Listen to the interview with Nafees Takar


He did not come across as the stereotypical hardline Islamic extremist?

"No, he didn't give this impression. He was looking like an ordinary man. And we didn't think he had such a radical mind behind his calm face."

Describe where you were exactly and what it was like.

"You know, when we went to Khost to his bases, we reached the compound late night. And when dawn came, we saw that we are in the middle of the mujahideen, the holy warriors. There were guys marching in the nearby towns, wearing military uniforms. And then the second day, we knew that there were training camps named after the companions of the Prophet of Islam. And most of the guys who were getting training, they were from Pakistan, from the southern districts of Punjab and some were from Pakistan-administered Kashmir."

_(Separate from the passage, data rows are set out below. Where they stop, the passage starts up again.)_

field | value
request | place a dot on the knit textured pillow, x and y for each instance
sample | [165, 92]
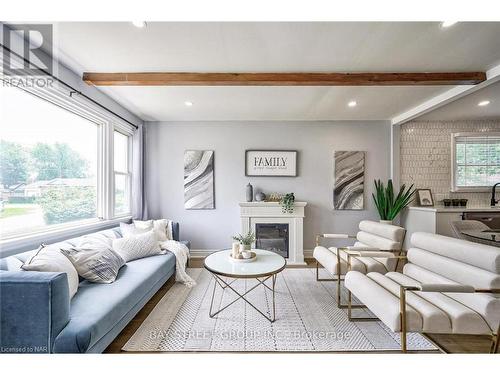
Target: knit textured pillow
[95, 263]
[136, 247]
[161, 227]
[50, 259]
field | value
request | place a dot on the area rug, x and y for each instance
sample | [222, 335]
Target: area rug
[307, 320]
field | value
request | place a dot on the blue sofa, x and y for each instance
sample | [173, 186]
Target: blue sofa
[38, 317]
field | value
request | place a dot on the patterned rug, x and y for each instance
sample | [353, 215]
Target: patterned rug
[307, 320]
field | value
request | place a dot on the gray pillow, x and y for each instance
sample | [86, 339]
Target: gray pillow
[139, 246]
[95, 263]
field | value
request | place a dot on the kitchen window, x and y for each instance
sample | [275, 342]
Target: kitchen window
[475, 161]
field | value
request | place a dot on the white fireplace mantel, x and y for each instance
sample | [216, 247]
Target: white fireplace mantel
[252, 213]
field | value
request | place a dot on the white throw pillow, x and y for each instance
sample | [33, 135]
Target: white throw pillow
[159, 227]
[50, 259]
[139, 246]
[95, 263]
[131, 230]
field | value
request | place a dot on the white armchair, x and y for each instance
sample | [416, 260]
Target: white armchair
[383, 243]
[448, 286]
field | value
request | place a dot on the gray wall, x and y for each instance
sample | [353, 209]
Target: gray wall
[315, 141]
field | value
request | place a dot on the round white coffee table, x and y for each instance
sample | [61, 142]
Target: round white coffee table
[225, 271]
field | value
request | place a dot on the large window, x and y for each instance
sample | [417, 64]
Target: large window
[53, 166]
[475, 160]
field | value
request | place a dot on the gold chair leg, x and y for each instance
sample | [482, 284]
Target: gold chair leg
[402, 317]
[495, 341]
[317, 274]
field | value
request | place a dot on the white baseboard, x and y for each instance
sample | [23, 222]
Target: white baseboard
[202, 253]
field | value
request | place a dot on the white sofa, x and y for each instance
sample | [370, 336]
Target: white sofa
[372, 237]
[448, 286]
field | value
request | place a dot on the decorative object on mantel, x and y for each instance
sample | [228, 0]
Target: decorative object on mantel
[348, 190]
[260, 196]
[249, 192]
[287, 202]
[271, 163]
[286, 228]
[424, 198]
[199, 180]
[235, 250]
[274, 197]
[245, 241]
[389, 206]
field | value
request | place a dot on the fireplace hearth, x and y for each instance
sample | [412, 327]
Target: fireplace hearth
[272, 237]
[275, 230]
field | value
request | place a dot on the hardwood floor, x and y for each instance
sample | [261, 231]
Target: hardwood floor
[449, 343]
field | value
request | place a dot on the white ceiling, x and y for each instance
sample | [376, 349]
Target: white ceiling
[467, 107]
[277, 47]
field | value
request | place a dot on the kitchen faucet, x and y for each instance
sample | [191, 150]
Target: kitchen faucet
[493, 200]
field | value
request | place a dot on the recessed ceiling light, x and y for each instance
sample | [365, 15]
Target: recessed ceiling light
[446, 24]
[139, 24]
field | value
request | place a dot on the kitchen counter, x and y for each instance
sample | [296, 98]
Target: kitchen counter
[439, 219]
[455, 209]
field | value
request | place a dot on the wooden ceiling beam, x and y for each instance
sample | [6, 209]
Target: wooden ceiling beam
[283, 79]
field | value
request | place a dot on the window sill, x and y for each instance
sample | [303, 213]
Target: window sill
[14, 245]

Image of Nafees Takar's article published in The Nation


"There were three camps there and all of them belonged to Pakistanis. This is the place where we stayed at night and where we waited for at least two days. And then we were taken to another camp, maybe 15 miles away. And there we met Osama bin Laden. That camp was the training camps for Arabs. There were dummy men, there were military exercises, obstacle [courses]. It was surrounded by mountains and the buildings in both places, these were run-down buildings, made of stones and mud, they were very simple houses, rooms and halls, and it didn't give me the impression that these were modern complexes."

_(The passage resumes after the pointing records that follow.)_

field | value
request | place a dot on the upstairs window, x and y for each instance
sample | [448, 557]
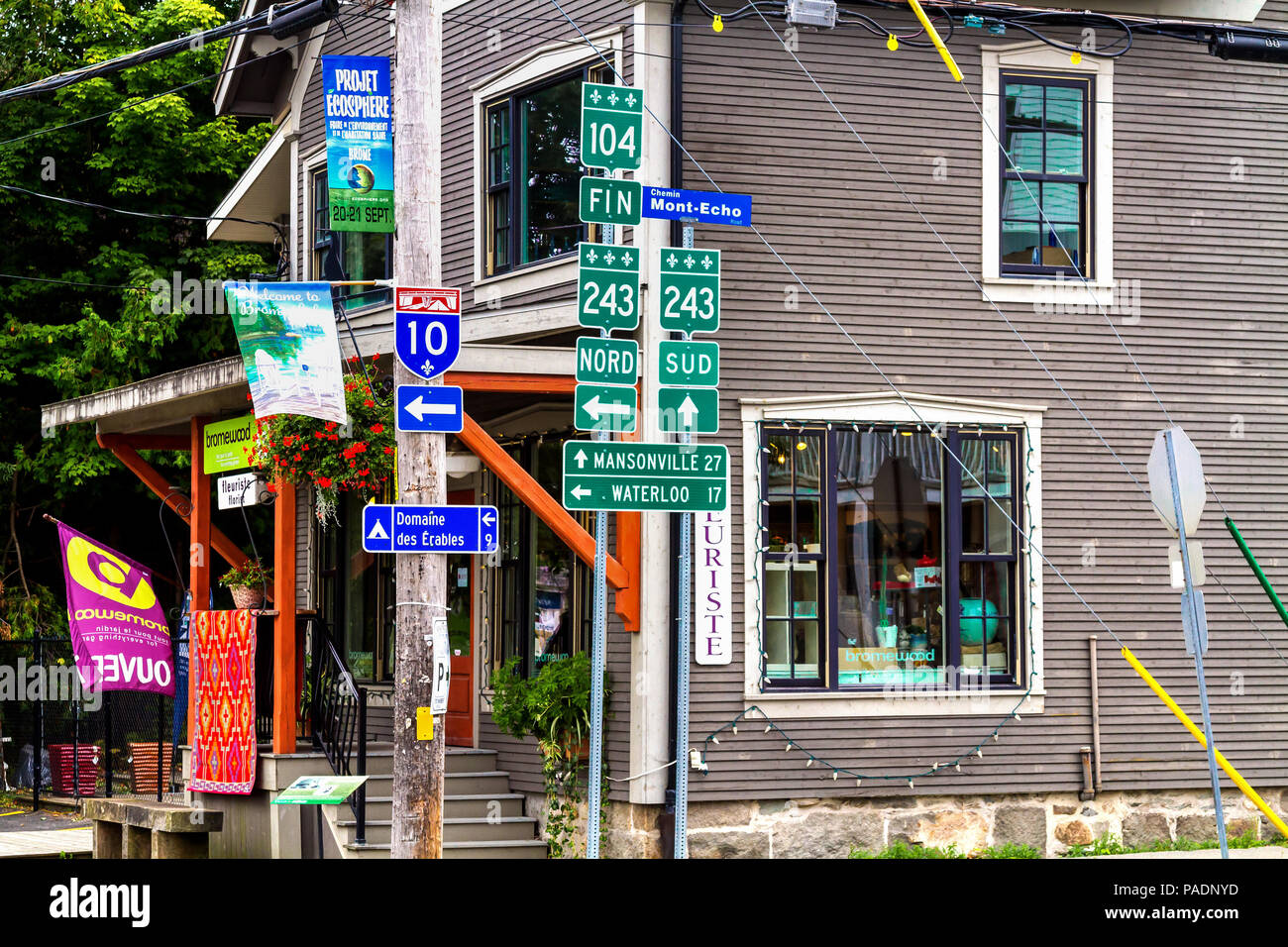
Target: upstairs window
[1046, 187]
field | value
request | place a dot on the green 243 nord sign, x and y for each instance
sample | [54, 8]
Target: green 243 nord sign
[608, 286]
[691, 290]
[649, 478]
[612, 127]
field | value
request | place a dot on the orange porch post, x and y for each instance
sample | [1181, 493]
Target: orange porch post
[284, 660]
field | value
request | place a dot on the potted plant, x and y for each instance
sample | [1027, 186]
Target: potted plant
[330, 458]
[248, 583]
[553, 706]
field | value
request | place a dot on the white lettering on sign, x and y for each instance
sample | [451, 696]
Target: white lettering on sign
[711, 585]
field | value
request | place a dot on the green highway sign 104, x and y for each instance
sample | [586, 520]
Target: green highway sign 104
[612, 127]
[608, 361]
[608, 201]
[608, 286]
[604, 407]
[691, 364]
[691, 290]
[688, 410]
[643, 476]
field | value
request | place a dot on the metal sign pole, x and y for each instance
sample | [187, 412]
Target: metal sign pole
[1196, 618]
[597, 657]
[682, 664]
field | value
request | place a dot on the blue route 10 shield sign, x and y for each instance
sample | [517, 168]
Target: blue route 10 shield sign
[428, 330]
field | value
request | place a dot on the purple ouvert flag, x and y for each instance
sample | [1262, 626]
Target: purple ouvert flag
[120, 637]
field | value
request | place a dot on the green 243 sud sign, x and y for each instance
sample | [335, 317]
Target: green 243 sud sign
[224, 445]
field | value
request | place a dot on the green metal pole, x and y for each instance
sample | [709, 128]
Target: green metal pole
[1256, 567]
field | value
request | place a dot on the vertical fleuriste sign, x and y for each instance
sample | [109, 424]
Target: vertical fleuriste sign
[286, 333]
[711, 589]
[360, 149]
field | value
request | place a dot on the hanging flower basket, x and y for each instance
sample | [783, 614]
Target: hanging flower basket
[333, 459]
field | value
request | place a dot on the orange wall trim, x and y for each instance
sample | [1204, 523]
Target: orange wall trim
[536, 497]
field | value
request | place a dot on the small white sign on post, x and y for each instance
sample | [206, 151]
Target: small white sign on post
[711, 589]
[239, 489]
[442, 668]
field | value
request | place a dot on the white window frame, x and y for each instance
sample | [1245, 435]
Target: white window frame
[548, 60]
[875, 408]
[1018, 289]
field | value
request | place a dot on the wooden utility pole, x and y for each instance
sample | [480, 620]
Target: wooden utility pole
[421, 579]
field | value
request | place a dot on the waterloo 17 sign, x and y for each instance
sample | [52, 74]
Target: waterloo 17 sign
[612, 127]
[648, 478]
[608, 286]
[360, 146]
[691, 290]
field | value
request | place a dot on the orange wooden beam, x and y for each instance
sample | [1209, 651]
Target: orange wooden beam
[536, 497]
[500, 381]
[284, 680]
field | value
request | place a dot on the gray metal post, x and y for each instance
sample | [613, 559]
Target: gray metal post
[1197, 622]
[682, 659]
[597, 657]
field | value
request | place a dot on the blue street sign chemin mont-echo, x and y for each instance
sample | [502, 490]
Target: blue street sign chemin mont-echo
[428, 329]
[410, 528]
[436, 408]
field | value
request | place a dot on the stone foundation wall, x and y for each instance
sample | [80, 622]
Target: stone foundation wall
[831, 827]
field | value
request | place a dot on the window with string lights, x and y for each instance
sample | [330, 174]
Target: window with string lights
[892, 557]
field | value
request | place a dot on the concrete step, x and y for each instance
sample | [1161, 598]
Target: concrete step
[513, 828]
[494, 849]
[477, 784]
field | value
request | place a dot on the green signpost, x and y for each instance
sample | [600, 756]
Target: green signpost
[608, 286]
[649, 478]
[609, 201]
[612, 127]
[691, 290]
[608, 361]
[604, 407]
[688, 410]
[690, 364]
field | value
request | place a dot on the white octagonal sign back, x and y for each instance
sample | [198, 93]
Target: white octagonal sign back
[1189, 476]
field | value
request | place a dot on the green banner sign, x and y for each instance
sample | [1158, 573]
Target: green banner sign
[648, 478]
[691, 290]
[606, 201]
[612, 127]
[692, 364]
[608, 361]
[608, 286]
[688, 410]
[226, 445]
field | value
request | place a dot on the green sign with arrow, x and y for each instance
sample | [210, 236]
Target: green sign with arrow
[604, 407]
[644, 476]
[691, 290]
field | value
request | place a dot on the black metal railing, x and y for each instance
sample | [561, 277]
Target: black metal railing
[339, 715]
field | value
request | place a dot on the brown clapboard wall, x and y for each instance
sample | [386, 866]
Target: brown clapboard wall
[468, 60]
[1209, 254]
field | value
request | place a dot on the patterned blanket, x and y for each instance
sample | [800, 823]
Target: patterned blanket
[222, 678]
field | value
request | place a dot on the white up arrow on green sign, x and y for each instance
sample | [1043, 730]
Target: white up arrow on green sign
[604, 407]
[688, 410]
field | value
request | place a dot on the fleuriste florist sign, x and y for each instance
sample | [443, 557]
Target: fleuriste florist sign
[286, 333]
[360, 149]
[120, 638]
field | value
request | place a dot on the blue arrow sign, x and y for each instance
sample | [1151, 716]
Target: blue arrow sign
[426, 342]
[410, 528]
[430, 407]
[703, 206]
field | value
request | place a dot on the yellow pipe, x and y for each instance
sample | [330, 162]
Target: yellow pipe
[934, 38]
[1198, 735]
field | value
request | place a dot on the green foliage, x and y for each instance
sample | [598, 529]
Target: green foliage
[165, 154]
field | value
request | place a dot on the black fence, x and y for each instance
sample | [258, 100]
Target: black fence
[56, 741]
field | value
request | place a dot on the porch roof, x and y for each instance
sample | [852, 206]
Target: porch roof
[165, 403]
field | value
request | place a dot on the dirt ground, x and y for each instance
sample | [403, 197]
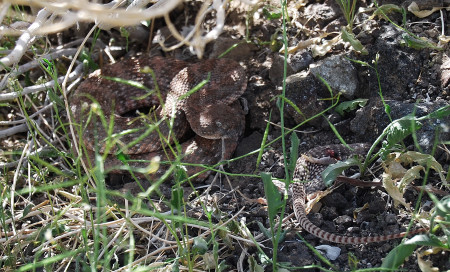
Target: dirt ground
[411, 80]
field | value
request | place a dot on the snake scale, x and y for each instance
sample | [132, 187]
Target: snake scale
[309, 167]
[207, 122]
[213, 113]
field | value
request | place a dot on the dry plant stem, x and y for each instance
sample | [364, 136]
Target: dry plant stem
[69, 112]
[13, 185]
[25, 40]
[73, 12]
[77, 73]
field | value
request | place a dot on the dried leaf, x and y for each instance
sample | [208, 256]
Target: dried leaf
[394, 191]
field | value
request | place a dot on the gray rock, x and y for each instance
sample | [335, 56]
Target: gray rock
[300, 60]
[340, 74]
[276, 71]
[371, 120]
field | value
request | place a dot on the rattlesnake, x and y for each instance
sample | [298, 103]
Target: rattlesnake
[309, 167]
[213, 112]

It sounds like you were in an al-Qaida training camp.

"At that time, they were not known as al-Qaida, but later after the 1998 East Africa and the 9/11 attacks, I realized that we were with al-Qaida."

At the time in May 1998, had he actually officially told the world that he was leading this organization called al-Qaida?

"He never mentioned that he is the leader of al-Qaida. Only in that press conference, he said that the name that he has given to his affiliates and his group was the 'Islamic International Front,' this is the term he used. I don't know that he himself ever called his organization al-Qaida."

Talk about the message that this seemingly calm, polite man delivered to the group of journalists.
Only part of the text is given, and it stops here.